We all cheered and yelled and clapped and sang.

Soon we packed up and my sister and I sang a laurie Berkner song about the moon and how it takes care of me as we walked the long walk back to the car.

I pretended to call the moon, and santa, and told my nieces stories and made up songs. They are adjusting to my wig, and want me to get pink and purple and blue wigs.

I’ll do it.

If there is any way to make this journey seem magical instead of scary…

I’ll do my best for the sprites.

I came home and rob and I hung out with Joe. They lost game two and have to win today to advance to the finals. I’m selfish and want him to win so he stays with us longer.

They finally put up more pictures of the camp at 11:30 last night. When I look at morgan she seems happy. I’m not getting as much of that feeling with Maddie and Quinn. I’ll be happy to see them all today at 5:00 when they get home. I’m hoping to not crash so hard today and instead feel well when I get them. I’m sure they’ll need showers and I’ll have lots of laundry.

Today may my children have safe travels home, may the Tomcats win, and may I feel well as my body heals.

In Jesus’s name, amen.

Xoxo

Keri

Cycle Two Day One

I’m done with the crying for the day. Yesterday was overwhelming for a lot of reasons.

More hair came out in the shower.

I had to restart chemo.

It took two tries to find a vein and a port was discussed. I know everyone said it makes it easier, but my gut still says no… I dont know why, and I’m a needlephobe.

I got lots of hugs to make it easier.

I did the same routine, went to the deli across from my school, for hugs, great food, and a selfie since they weren’t busy.

Then I ran into school and got hugs from my security guard and one of my custodians. I’ve talked about faith so much with these men. They are my brothers in Christ… and we make each other laugh. They also both worked at the local hospital. One of them would always appear, either when I had my babies or when I had emergencies. Gifts from God.

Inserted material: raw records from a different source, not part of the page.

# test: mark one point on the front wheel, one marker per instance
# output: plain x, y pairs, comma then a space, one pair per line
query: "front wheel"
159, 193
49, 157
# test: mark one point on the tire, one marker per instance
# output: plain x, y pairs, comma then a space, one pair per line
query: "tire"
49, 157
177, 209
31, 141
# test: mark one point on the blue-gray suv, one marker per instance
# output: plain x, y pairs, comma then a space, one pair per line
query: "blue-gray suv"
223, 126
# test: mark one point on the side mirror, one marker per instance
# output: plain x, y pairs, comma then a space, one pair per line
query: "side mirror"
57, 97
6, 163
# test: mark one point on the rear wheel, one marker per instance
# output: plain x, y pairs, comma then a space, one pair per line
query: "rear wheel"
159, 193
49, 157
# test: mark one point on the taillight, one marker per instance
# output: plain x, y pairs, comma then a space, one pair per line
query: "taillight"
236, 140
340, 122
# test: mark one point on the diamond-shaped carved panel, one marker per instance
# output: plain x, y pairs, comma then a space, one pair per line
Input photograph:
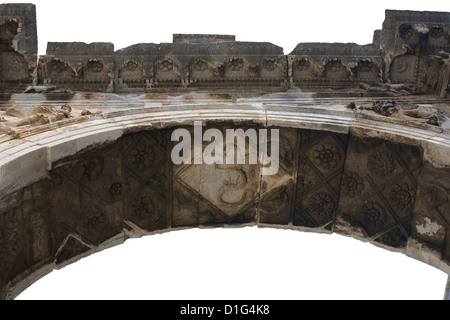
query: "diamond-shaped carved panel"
228, 189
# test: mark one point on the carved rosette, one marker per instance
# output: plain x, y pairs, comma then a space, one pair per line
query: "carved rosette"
95, 65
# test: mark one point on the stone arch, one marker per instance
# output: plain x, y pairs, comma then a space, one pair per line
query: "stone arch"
68, 195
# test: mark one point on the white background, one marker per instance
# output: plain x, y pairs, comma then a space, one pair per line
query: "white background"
245, 263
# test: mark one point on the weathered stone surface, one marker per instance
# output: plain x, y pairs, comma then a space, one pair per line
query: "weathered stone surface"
334, 65
200, 61
408, 38
79, 66
363, 151
18, 45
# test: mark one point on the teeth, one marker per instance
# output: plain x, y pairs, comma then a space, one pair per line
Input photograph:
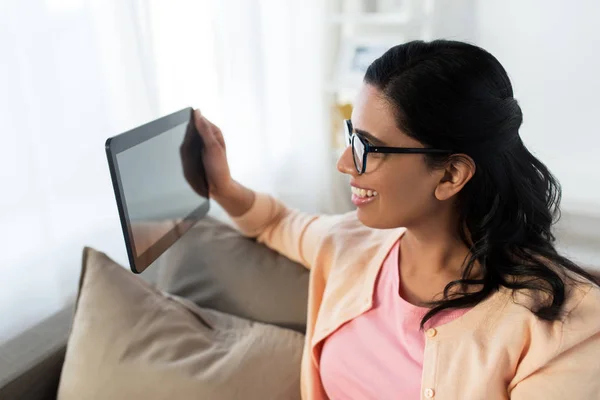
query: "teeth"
363, 192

I hugged our secretaries and we laughed. They are the front line in schools, and sometimes deal with not so nice people. Be kind to school secretaries… every day, even in summer.

Actually, just be kind.

Then it was off to the hospital.

As soon as I walked into the chemo curtain area, I saw the mother of a dear friend. She was going to be there all day, so rob and I told her we would keep an eye on her and get her whatever she needed. I messaged her kids and it felt so good to focus on someone else. I sent her reiki and grabbed extra snacks for her.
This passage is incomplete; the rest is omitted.